Soon, however, the party’s rapid decline began in earnest. Bloom and Martin emphasize two key factors — the Panthers’ establishment enemies and the shrinking U.S. engagement in Vietnam under Richard Nixon — to which I would add a third: the explosive personality dynamics of the Panthers’ leaders themselves.
The Black Panther Party’s sworn enemies included the FBI, the Oakland police, and, later, police in Chicago and many other cities. J. Edgar Hoover personally led the FBI’s campaign against the Panthers, introducing informers and agents provocateur to trigger violence and sow dissent within their ranks. The Bureau’s efforts went so far as to hand out explosives, spread destructive rumors to undermine the marriages of Panther leaders, and arrange the assassination of key Panther activists. The Oakland police used violent and often illegal tactics, invading Panther homes and offices without search warrants and arresting individual Panthers on transparently trumped-up charges. The most egregious incident took place in Richard J. Daley‘s Chicago, when police, acting on information from an informer, illegally burst into an apartment in the middle of the night and murdered Fred Hampton, the local chapter leader, sleeping in his bed. All told, police murdered dozens of Panther activists around the country.

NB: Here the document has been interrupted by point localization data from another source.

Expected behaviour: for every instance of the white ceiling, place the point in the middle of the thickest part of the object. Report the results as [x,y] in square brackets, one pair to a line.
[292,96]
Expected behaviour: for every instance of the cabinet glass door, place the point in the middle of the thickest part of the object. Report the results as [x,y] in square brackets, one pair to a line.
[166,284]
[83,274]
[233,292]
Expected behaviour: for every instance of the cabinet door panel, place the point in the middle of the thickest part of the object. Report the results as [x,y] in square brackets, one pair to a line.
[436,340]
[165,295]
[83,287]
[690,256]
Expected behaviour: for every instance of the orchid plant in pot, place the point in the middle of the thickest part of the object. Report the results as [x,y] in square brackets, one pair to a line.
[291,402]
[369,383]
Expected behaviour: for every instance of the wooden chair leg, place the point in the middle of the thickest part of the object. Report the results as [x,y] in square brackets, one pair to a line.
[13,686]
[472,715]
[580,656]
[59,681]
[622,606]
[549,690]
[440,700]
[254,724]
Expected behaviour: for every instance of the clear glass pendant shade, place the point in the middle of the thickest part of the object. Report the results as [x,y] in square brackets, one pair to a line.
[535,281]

Richard Nixon played a pivotal role, too. “Nixon was the one who rolled back the draft, wound down the war, and advanced affirmative action.” The cumulative effect of these strategic moves was to erode the foundation of the Panthers’ support both in the Black community and among white radicals (whose popularity among young people, it became clear, was largely grounded in fear of the draft). Once regarded not just by themselves but by other self-appointed revolutionary organizations as the vanguard of the revolution, the Panthers increasingly found themselves alone as liberals attacked them and the revolution on the nation’s campuses went the way of the draft. The party was officially dissolved in 1982.

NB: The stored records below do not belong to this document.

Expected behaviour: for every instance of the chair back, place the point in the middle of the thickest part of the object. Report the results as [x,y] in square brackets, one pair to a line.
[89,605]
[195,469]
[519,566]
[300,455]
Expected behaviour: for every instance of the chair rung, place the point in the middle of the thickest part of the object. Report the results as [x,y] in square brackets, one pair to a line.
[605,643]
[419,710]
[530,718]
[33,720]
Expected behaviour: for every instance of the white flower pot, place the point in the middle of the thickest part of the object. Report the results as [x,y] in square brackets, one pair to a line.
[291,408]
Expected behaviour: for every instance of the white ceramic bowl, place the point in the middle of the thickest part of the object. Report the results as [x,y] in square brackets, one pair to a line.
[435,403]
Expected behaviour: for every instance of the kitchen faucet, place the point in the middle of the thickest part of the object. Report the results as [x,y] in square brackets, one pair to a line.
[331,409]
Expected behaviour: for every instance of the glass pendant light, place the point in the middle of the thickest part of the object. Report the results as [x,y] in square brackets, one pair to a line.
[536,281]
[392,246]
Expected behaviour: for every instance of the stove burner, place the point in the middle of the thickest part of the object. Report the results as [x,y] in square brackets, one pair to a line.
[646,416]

So far as it goes, this analysis of the principal forces that undermined the Black Panthers is right on target. However, I would argue that the personality dynamics of the party’s leadership played a significant role as well. Judging from my own observations as well as the evidence advanced in Black Against Empire, the three leading figures in the party were all brilliant men. It’s idle to speculate what roles they might have played in society had they been born white in middle-class families — but it’s clear that their life experiences as African-Americans growing up in America in the 1950s and 60s, not to mention the cruel frauds worked on them by FBI agents and informers during the late 1960s and early 70s, wreaked havoc on their mental health. Of the three, only Bobby Seale survived the Panther years whole and sane. Both Huey Newton and Eldridge Cleaver were, by all accounts, unhinged in the final years of their lives. So far as I’m concerned, no further proof is needed than the bitter feud that erupted between the two of them, which led to dangerous and sometimes violent splits within the Panther organization.

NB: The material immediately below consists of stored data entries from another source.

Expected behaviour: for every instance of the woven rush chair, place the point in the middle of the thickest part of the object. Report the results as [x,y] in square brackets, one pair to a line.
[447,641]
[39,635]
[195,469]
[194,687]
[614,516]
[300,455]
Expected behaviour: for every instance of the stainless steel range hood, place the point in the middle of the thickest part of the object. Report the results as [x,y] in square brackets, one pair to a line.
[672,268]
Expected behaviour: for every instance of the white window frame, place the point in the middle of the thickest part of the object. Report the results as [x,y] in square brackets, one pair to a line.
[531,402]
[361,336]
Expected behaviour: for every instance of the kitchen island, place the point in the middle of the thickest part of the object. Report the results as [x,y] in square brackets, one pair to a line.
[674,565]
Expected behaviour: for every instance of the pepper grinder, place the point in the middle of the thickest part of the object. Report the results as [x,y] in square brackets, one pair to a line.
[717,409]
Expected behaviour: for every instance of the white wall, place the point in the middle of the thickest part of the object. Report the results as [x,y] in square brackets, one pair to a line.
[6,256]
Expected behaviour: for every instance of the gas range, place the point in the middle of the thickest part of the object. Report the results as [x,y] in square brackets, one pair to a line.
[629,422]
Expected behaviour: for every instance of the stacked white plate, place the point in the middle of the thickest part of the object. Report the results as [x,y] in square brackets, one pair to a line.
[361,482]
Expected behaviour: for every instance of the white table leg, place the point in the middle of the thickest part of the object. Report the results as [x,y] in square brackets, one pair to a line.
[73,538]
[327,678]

For anyone who lived through those unsettling times on the margins of the day’s events, Black Against Empire is illuminating. Though I crossed paths with a number of the individuals named in the book, and we had a great many mutual friends, I was quite unaware of the Black Panthers’ early history and of the party’s years of decline. If you have any interest in East Bay history, Berkeley politics, or African-American history and politics, you’ll find Black Against Empire essential reading.
Joshua Bloom, the principal author, is a Ph.D. candidate in sociology at UCLA. His collaborator, Waldo Martin, is a Professor of History at UC Berkeley specializing in African-American history.